The effect of ryanodine treatment on depolarization-induced
Ca2+ response was small. When ryanodine-treated cells were
depolarized by KCl, the second phase of the
[Ca2+]i increase was diminished (Fig.
6B) as compared with that in
untreated controls (Fig. 6A). Consistent with this, the time
taken for [Ca2+]i to rise from the basal
level to the peak was significantly reduced in ryanodine-treated cells
compared with the untreated controls (52 ± 12 and 146 ± 27 s, respectively; p < 0.05, n = 7) (Fig. 6C). Low concentration of ruthenium red (10 µM), an inhibitor of ryanodine receptors, reduced
depolarization-induced [Ca2+]i response (Fig.

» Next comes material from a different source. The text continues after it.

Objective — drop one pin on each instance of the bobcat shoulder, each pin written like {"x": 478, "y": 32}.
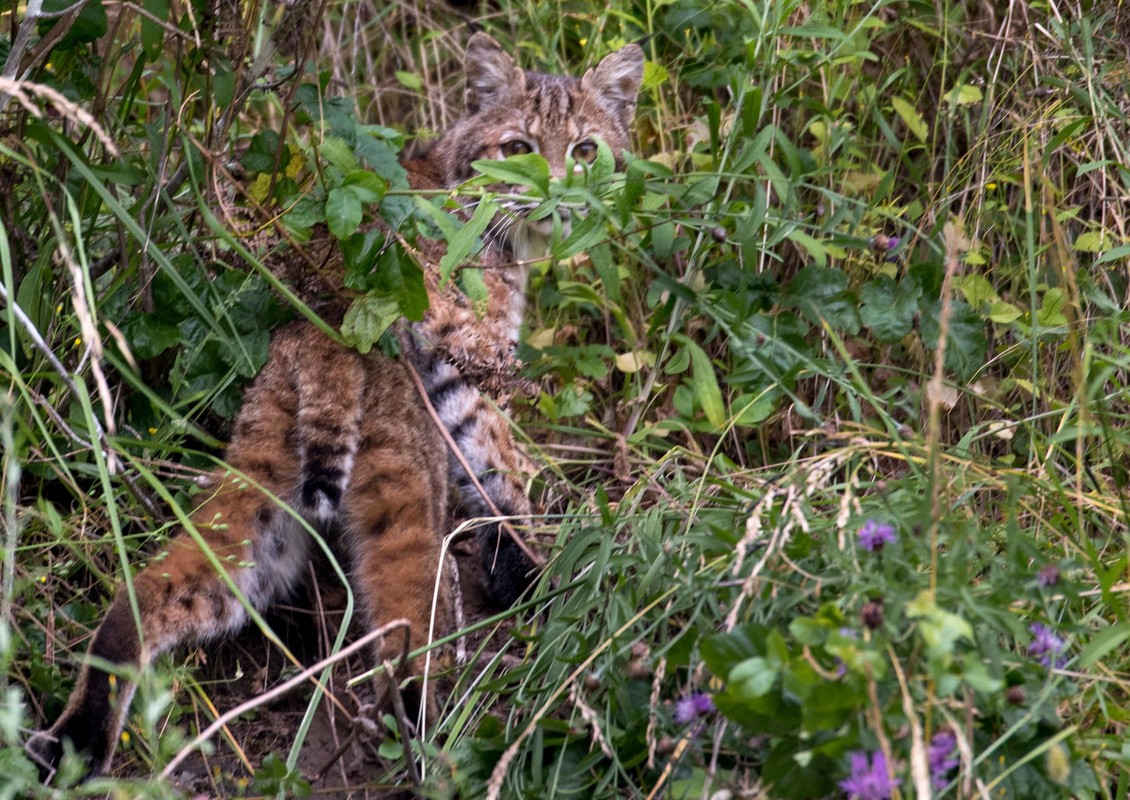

6D). We then examined whether agents that sensitize
ryanodine receptors can increase depolarization-induced Ca2+ response. Caffeine sensitizes ryanodine receptors to
Ca2+, and from previous studies, we know that in
situ activation of ryanodine receptors by caffeine requires
cAMP-dependent phosphorylation (5). When cells were
depolarized in the presence of 3 mM glucose and forskolin
(5 µM) plus caffeine (5 mM), a dramatic
increase in [Ca2+]i response in the form of
Ca2+ spikes was observed (Fig.
7A). Such an increased
Ca2+ response could be due to increased Ca2+
entry through L-type voltage-gated Ca2+ channels caused by
cAMP-dependent phosphorylation of the channel. But our
control experiments showed that this was not the case since forskolin
alone did not have a similar effect under these experimental conditions
(Fig. 7B).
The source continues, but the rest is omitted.